На окнах висели легкие кружевные занавески — отец не переносил штор, а между окнами стояли зеркала от потолка до полу в дорогих рамах черного дерева.
Диван и два глубоких кресла черного дерева с плетеными сиденьями стояли слева у стены, напротив удивительного предмета — ящика того же черного дерева, застекленного параллелепипеда с открывающейся стеклянной крышкой, со стеклянными стенками вроде аквариума. Но это был не аквариум, а коллекция редкостей, которую вывез отец с Алеутских островов. Коллекция эта была составлена по знаменитому принципу Музея естественной истории в Нью-Йорке. В этом музее отец бывал неоднократно за свою двенаддатилетнюю службу в Америке.
Бывал он и в других музеях — в Берлине, в Гамбурге.
Принцип подлинности — вот что отличало черный ящик в зале. Тут не было никаких копий, никаких муляжей, а труды отца Марины. Ивановны Цветаевой, наверное, не были одобрены моим отцом.
Не муляжи в натуральную величину, не фальшивые подделки, а подлинность, вот что хранилось в этой стеклянной коробке.
Индейские стрелы, алеутские топоры, культовые предметы эскимосов и алеутов — маски шаманов и орудия еды, моржовый клык во всем его желтоватом блеске лежали тут же…
Тут же лежала бутылка с кораблем внутри — известный портовый сувенир массового производства. Хранил его отец, наверно, в память океанских своих путешествий. Тут же лежала фотография парохода, на котором двадцать лет назад отец уехал в Америку.
Даже я сумел сделать вклад в эту этнографическую коллекцию. Пойдя в годы революции по подвалам архиерейского дома, по закоулкам Вологодского кремля, я нашел два каменных ядра, которые после проверки у музейных работников — такие проверки отец считал необходимыми, и приговор официальных работников такого рода был для него непререкаем, — каменные эти ядра он запер собственной рукой в нашу домашнюю естественнонаучную коллекцию.

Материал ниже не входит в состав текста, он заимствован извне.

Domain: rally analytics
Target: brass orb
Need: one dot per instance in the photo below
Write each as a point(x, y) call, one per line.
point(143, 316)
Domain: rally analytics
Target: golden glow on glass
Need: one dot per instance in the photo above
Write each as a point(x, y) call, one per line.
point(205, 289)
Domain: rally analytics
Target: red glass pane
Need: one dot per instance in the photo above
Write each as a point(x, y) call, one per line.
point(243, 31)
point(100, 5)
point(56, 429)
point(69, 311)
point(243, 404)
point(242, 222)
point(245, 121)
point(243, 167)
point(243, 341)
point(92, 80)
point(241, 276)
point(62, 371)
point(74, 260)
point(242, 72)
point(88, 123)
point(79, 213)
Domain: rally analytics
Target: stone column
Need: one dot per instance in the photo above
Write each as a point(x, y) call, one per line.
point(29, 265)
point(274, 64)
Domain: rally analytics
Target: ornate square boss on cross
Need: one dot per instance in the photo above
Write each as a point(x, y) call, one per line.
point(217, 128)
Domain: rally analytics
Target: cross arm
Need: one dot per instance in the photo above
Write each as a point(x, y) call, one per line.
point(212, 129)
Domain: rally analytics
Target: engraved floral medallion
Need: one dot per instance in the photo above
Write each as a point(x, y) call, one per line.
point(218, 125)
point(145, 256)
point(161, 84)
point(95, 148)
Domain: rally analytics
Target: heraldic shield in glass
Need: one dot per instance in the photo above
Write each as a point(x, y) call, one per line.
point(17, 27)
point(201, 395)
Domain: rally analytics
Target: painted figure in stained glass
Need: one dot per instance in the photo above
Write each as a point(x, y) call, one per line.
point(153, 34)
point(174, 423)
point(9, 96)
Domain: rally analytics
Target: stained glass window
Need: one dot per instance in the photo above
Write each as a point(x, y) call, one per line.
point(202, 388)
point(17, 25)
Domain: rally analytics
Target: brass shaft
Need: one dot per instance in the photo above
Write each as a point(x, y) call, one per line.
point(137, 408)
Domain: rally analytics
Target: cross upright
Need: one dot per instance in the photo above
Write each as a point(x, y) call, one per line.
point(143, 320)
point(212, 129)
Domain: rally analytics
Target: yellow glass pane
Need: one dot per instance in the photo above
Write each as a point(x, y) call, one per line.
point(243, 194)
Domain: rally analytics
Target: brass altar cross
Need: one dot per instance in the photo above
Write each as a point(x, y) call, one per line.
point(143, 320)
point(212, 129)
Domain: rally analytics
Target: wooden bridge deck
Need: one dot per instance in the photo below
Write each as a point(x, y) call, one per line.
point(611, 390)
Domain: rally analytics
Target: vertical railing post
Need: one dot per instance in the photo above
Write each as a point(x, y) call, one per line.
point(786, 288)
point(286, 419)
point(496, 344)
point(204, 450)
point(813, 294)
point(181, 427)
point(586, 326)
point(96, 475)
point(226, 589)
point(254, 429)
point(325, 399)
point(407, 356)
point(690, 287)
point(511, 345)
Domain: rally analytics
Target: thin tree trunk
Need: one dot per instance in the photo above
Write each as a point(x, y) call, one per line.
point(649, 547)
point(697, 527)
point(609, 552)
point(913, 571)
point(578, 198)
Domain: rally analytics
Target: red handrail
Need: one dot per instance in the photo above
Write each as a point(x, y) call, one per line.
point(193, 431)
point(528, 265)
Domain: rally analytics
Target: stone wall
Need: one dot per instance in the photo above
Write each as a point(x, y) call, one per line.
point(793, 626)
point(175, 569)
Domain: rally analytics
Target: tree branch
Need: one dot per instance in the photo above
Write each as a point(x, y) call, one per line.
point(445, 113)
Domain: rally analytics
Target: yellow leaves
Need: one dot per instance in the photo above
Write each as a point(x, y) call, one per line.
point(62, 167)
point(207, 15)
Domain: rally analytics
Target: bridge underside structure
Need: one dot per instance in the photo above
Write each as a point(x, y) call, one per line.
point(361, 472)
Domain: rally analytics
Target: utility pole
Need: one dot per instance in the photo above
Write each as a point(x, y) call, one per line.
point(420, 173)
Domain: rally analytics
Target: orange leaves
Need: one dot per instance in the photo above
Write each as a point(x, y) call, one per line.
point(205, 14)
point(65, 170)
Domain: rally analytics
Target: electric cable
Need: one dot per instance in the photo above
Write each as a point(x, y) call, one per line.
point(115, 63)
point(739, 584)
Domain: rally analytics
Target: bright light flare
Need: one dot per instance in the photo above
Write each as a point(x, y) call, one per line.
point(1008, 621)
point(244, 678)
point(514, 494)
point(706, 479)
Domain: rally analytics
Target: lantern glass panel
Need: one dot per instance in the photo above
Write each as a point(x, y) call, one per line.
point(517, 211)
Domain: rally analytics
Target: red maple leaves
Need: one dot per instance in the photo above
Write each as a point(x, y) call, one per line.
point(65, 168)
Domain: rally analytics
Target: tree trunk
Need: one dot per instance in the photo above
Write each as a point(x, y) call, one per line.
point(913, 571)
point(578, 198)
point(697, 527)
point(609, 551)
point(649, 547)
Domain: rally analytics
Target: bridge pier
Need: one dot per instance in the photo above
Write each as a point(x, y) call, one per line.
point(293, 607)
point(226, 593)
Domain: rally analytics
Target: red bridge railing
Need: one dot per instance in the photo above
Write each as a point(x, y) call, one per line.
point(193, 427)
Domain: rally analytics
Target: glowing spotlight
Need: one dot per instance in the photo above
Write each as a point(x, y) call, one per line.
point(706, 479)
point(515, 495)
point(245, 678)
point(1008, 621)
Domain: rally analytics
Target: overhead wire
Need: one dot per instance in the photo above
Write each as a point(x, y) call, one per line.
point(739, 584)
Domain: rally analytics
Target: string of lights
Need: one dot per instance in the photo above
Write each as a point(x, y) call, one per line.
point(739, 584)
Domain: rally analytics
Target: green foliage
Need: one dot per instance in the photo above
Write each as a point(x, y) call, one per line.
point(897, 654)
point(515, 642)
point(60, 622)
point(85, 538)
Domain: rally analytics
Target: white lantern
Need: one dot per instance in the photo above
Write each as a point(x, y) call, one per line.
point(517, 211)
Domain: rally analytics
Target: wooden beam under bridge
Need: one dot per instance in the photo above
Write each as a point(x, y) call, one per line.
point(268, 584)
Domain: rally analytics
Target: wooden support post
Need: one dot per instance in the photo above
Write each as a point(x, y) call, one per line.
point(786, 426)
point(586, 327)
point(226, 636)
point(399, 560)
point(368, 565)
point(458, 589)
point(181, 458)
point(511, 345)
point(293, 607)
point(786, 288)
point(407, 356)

Создание такой коллекции вполне отвечало тщеславию отца, служило темой для «светских» разговоров во время приемов и визитов и семейных праздников, вообще было подходящим материалом для бесед отца, ненавидящего пустые разговоры.
Эта коллекция должна была высечь искру из моего «медного лба», чтобы загорелся свет не столько божий, сколько Прометеев.
Лбы моих братьев, наверно, уже были испытаны этим домашним музеем и не дали желаемого результата. Но, критически относясь к педагогической деятельности моего отца, — а он считал себя великим педагогом — при воспоминании об этой коллекции я Могу только восхищаться принципами, правилами, океанским ветром, летевшим в наши комнаты, и следом великих походов.
Отец хорошо понимал разницу между подлинным и муляжом. Напрасная трата денег в музее Александра Третьего возмущала его.
На стенах не висело никаких портретов — ни священнослужителей, ни царских, ни мертвых, ни живых.